Category Archives: papers

thinking about ‘sentiment analysis’

I just got off the phone with a researcher this morning who is interested in looking at sentiment analysis on a corpus of fiction, specifically by having some native speakers of Japanese (I think) tag adjectives as positive or negative, then look at the overall shape of the corpus with those tags in mind.

A while back, I wrote a paper about geoparsing and sentiment analysis for a class, describing a project I worked on. Talking to this researcher made me think back to this project – which I’m actually currently trying to rewrite in Python and then make work on some Japanese, rather than Victorian English, texts – and my own definition of sentiment analysis for humanistic inquiry.*

How is my definition of sentiment analysis different? How about I start with the methodology? What I did was look for salient adjectives, which I searched for by looking at most “salient” nouns (not necessarily the most frequent, but I need to refine my heuristics) and then the adjectives that appeared next to them. I also used Wordnet to look for words related to these adjectives and nouns to expand my search beyond just those specific words to ones with similar meaning that I might have missed (in particular, I looked at hypernyms (broader terms) and synonyms of nouns, and synonyms of adjectives).

My method of sentiment analysis ends up looking more like automatic summarization than a positive-negative sentiment analysis we more frequently encounter, even in humanistic work such as Matt Jockers’s recent research. I argue, of course, that my method is somewhat more meaningful. I consider all adjectives to be sentiment words, because they carry subjective judgment (even something that’s kind of green might be described by someone else as also kind of blue). And I’m more interested in the character of subjective judgment than whether it should be able to be considered ‘objectively’ as positive or negative (something I don’t think is really possible in humanistic inquiry, and even in business applications). In other words, if we have to pick out the most representative feelings of people about what they’re experiencing, what are they feeling about that experience?

After all, can you really say that weather is good or bad, that there being a lot of farm fields is good or bad? I looked at 19th-century British women’s travel narratives of “exotic” places, and I found that their sentiment was often just observations about trains and the landscape and the people. They didn’t talk about whether they were feeling positively or negatively about those things; rather, they gave us their subjective judgment of what those things were like.
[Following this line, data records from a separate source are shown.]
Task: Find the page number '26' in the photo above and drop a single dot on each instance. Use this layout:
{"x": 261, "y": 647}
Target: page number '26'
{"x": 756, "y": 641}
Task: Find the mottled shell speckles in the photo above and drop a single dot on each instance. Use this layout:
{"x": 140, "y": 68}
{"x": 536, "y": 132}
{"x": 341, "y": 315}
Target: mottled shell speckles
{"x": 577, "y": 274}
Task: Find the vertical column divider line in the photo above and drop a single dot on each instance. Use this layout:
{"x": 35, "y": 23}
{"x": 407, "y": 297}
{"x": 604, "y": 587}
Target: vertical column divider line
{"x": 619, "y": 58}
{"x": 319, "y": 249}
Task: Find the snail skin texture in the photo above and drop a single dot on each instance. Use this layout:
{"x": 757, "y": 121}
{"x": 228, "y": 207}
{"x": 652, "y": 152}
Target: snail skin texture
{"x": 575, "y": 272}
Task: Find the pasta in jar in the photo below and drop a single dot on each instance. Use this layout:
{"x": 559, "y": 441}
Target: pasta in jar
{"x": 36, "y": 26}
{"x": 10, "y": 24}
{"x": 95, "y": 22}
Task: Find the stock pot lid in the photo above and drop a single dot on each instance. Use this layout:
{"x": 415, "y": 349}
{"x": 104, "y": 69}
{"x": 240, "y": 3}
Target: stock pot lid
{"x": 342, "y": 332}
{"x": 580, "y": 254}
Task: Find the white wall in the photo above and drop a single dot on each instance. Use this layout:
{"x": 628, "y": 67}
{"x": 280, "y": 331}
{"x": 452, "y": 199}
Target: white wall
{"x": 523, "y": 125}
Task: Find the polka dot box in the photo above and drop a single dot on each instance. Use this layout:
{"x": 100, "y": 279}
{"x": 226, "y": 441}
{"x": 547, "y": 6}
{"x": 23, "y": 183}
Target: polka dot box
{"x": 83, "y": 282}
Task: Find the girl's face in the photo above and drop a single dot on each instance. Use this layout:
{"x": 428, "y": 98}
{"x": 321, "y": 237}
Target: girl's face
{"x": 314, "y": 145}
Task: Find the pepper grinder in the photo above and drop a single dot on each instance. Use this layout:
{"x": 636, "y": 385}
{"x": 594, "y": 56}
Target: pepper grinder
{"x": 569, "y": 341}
My take on sentiment analysis, then, is clearly that we need to introduce human judgment to the end of the process, perhaps gathering these representative phrases and adjectives (I lean toward phrases or even whole sentences) and then deciding what we can about them. I don’t even think a human interlocutor could put down a verdict of positive or negative on these observations and judgments – sentiments – that the women had about their experiences and environments. If not even a human could do it, and humans write and train the algorithms, how can the computer do it?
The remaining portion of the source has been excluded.